Can two sisters achieve their dreams despite social norms and local and worldwide events that impact their lives in the early decades of the 1900s?
After ten years as an only child, Pearl Mooney's mother is in labor. Pearl's resentment turns to fear when the midwife shouts, "We're losing her."
"Who?" Pearl wonders but doesn't dare ask. Her mother? Or the baby? Either would be devastating.

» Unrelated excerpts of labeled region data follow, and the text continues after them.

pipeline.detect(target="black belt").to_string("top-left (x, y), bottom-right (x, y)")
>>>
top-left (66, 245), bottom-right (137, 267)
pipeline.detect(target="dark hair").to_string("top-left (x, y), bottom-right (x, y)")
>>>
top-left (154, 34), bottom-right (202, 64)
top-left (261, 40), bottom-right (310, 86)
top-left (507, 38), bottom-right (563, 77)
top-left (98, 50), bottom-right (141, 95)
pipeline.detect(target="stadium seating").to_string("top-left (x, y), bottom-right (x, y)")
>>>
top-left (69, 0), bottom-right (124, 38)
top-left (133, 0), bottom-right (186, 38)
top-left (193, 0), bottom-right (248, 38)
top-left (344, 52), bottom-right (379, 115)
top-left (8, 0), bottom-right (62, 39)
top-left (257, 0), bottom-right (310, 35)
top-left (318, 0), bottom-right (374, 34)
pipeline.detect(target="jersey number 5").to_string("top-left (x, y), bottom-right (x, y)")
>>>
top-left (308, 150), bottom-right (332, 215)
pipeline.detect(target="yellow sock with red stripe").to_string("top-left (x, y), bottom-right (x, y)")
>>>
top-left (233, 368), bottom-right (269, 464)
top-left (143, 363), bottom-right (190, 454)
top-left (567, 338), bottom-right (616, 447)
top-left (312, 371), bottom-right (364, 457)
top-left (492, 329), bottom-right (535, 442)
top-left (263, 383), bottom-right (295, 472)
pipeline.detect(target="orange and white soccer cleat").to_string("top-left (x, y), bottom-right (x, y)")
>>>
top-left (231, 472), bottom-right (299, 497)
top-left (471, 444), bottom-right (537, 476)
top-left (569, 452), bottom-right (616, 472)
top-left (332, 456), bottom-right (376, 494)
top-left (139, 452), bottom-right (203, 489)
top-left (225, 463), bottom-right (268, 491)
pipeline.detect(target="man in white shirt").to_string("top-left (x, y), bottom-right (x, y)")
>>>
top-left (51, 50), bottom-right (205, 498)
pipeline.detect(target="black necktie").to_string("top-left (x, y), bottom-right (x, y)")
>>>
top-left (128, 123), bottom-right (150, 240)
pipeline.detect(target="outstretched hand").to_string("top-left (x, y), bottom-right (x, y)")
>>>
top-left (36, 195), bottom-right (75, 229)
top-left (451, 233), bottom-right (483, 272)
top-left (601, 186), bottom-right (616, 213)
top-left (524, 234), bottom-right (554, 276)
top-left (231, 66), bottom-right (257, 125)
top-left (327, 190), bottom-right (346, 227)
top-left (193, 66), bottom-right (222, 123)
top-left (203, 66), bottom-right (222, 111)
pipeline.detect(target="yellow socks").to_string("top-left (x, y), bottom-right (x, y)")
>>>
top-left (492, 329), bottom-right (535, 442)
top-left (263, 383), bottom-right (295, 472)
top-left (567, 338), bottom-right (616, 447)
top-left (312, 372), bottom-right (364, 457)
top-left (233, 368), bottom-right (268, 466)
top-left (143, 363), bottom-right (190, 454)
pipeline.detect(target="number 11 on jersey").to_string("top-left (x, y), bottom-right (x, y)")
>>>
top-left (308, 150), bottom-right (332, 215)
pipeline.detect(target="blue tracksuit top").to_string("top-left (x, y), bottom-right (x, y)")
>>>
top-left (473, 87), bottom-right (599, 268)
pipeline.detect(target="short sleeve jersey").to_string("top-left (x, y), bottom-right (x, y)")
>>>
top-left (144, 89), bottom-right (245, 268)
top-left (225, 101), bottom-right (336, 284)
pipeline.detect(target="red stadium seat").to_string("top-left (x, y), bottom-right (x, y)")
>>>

Living in a small town in Washington, fourteen-year-old Pearl must leave her parents and four-year-old sister, Edna, to live with her aunt and uncle to attend high school across the sound in Seattle. For the next two decades, the sisters' lives are shaped by their ten-year age difference, separation, and the historical events of the time, including the Alaska Yukon Pacific Exposition, Halley's comet, the sinking of the Titanic, women's suffrage, World War I, and the Spanish Flu pandemic. Despite the restrictions, especially for women, in the early 1900s, Pearl has high expectations for her future, but the sisters discover they must fight the constraints of society, the limitations of the era, and live with their choices in their pursuit to fulfill their goals and find happiness.
Songs of Spring is a historical coming-of-age story. Pearl and Edna's experiences will inspire and educate readers as the sisters come into their own during the events of the early twentieth century.